Standard Life Investments (SLI) has exited the money market funds sector, citing the "substantial" regulatory and capital burden upon the vehicles.
It said it has developed a proposal which allows Global Liquidity Funds (GLF) shareholders who wish to continue having their funds run on a constant net asset value (CNAV) basis to do so in similar funds managed by Deutsche Bank Asset Management.
It anticipates the transfer will take place at the end of next month and expects about £3.5bn of the £6bn currently invested in the GLF's CNAV funds to transfer.
Total third party AUM will likely to be reduced by about £4bn in comparison with the position at the end of last year, it added.
In January last year, the FSA fined Standard Life £2.45m for misleading customers about the safety of one of its cash funds.
The City watchdog said the firm was guilty of "serious failings" after issuing marketing material that suggested its Pension Sterling fund was a low-risk deposit-style cash fund appropriate for people approaching retirement.
In reality, it was invested in toxic mortgage debt which plummeted in value.

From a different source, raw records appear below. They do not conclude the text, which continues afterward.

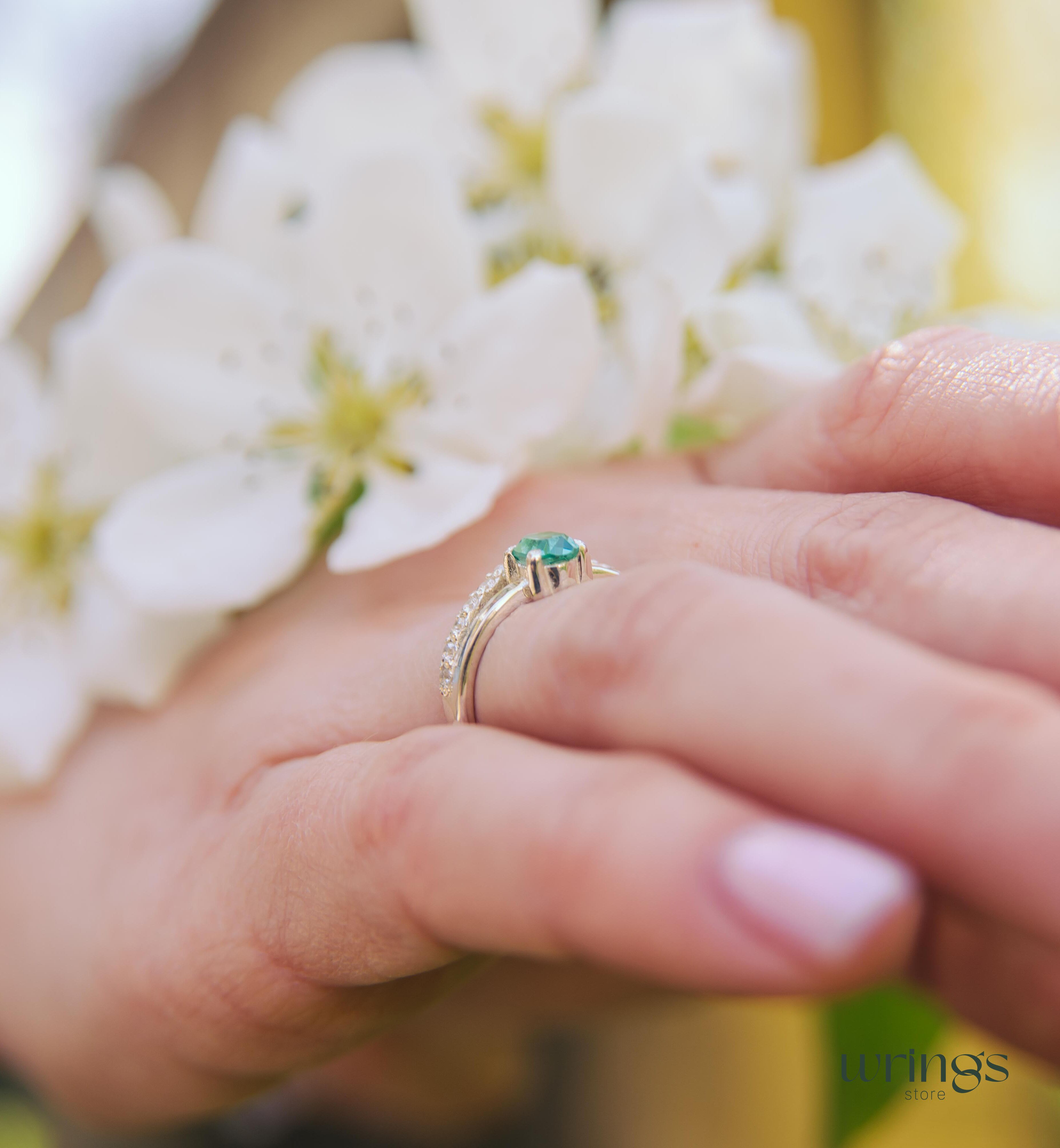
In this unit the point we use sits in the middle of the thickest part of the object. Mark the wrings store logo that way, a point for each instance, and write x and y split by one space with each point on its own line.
967 1071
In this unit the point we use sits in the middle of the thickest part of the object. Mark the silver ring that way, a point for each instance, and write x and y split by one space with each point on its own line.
538 566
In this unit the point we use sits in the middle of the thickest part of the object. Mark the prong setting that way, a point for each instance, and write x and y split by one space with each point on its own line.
552 563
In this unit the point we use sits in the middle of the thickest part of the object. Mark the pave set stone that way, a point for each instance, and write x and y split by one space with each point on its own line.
486 593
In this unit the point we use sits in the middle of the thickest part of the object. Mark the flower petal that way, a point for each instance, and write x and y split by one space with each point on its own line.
514 366
650 338
26 430
746 386
509 53
256 200
611 160
361 97
761 314
216 534
631 400
183 350
871 245
124 655
43 704
736 81
395 256
130 212
405 514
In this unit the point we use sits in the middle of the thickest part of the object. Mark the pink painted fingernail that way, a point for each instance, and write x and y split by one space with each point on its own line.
824 891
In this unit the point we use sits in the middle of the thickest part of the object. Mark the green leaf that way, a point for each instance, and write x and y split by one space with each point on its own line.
335 518
688 433
884 1021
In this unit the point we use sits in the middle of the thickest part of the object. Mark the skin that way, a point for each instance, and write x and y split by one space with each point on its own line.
297 854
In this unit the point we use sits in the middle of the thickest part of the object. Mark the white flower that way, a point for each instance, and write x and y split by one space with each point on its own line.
67 636
750 353
509 54
130 213
871 246
366 395
733 81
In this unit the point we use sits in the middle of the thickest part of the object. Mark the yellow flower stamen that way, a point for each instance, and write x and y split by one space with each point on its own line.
351 428
521 159
509 259
43 546
696 356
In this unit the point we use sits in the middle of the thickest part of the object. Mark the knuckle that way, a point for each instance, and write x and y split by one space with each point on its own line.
982 736
607 644
879 390
869 545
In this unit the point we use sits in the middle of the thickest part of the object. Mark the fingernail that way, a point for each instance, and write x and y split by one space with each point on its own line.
823 891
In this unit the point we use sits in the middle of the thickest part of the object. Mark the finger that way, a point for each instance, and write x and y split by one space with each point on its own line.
969 584
329 898
950 766
467 840
950 412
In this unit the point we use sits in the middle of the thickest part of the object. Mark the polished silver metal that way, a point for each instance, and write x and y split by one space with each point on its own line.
509 587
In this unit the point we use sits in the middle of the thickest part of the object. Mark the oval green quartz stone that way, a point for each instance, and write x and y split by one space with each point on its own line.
556 549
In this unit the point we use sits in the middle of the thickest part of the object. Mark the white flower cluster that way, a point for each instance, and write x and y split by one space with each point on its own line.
521 242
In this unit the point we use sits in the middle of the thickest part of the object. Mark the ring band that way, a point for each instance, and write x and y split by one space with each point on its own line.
536 567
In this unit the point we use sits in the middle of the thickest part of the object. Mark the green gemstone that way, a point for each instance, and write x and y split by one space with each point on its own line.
556 549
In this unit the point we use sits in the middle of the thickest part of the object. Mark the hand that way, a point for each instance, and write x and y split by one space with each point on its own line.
290 857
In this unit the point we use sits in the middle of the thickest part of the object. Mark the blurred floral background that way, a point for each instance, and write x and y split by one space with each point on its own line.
971 84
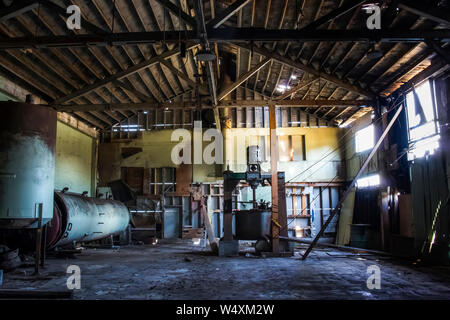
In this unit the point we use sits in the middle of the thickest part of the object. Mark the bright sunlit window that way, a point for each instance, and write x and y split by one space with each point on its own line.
369 181
365 139
423 133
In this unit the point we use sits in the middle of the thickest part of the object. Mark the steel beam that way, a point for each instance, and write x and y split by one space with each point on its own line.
435 14
177 11
299 87
228 34
320 74
439 50
227 13
333 14
226 91
223 104
119 75
17 8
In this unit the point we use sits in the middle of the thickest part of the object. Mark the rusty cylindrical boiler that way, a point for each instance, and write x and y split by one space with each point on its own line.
27 164
78 218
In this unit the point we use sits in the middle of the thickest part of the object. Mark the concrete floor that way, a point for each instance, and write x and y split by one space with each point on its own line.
181 270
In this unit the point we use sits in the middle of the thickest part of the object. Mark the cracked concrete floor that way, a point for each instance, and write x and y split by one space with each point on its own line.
180 270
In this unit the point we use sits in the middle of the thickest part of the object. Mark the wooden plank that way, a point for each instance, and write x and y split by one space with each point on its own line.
352 184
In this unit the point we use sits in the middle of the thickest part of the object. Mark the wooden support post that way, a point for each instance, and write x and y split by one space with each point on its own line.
38 238
274 170
352 184
209 230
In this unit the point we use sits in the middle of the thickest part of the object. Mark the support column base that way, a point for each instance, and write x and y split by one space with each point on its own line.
228 248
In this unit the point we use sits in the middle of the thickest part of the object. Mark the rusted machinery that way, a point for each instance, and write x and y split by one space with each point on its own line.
254 224
27 197
78 218
27 164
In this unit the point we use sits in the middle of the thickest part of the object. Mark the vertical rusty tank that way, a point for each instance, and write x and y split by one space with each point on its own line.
27 164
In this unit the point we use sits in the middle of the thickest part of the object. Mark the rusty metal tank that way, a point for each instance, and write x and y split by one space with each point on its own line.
253 224
27 164
78 218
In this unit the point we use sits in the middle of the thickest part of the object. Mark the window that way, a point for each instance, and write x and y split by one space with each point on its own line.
423 133
291 148
369 181
365 139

Meanwhile, net inflows to SLI's third party business fell 40% in Q1 compared to a year earlier.
In a quarterly update, it said inflows were £1.2bn in the three months to the end of March, down from £2bn in the first quarter of 2010.
It said sales were driven by demand for higher margin wholesale, fixed interest, GARS and real estate products, partly offset by outflows from UK segregated funds.
The insurer's long term savings business reported strong new business, with sales up 25% to £5.8bn for the quarter compared to £4.6bn a year earlier.
Long-term savings net inflows were up 29% to £1.3bn, an improvement of £0.3bn on Q1 2010.
Within this, quarterly UK corporate pension net inflows were up 85% to £559m from £302m in 2010, and UK individual SIPP net inflows fell slightly to £553m from £566m in 2010, with customer numbers up 6% to 113,800.
Assets across Standard Life's Wrap, Fundzone and Sigma propositions passed £10bn in the quarter. Wrap AUA increased by 13% to £7.5bn in the first quarter and by 70% compared to 31 March 2010.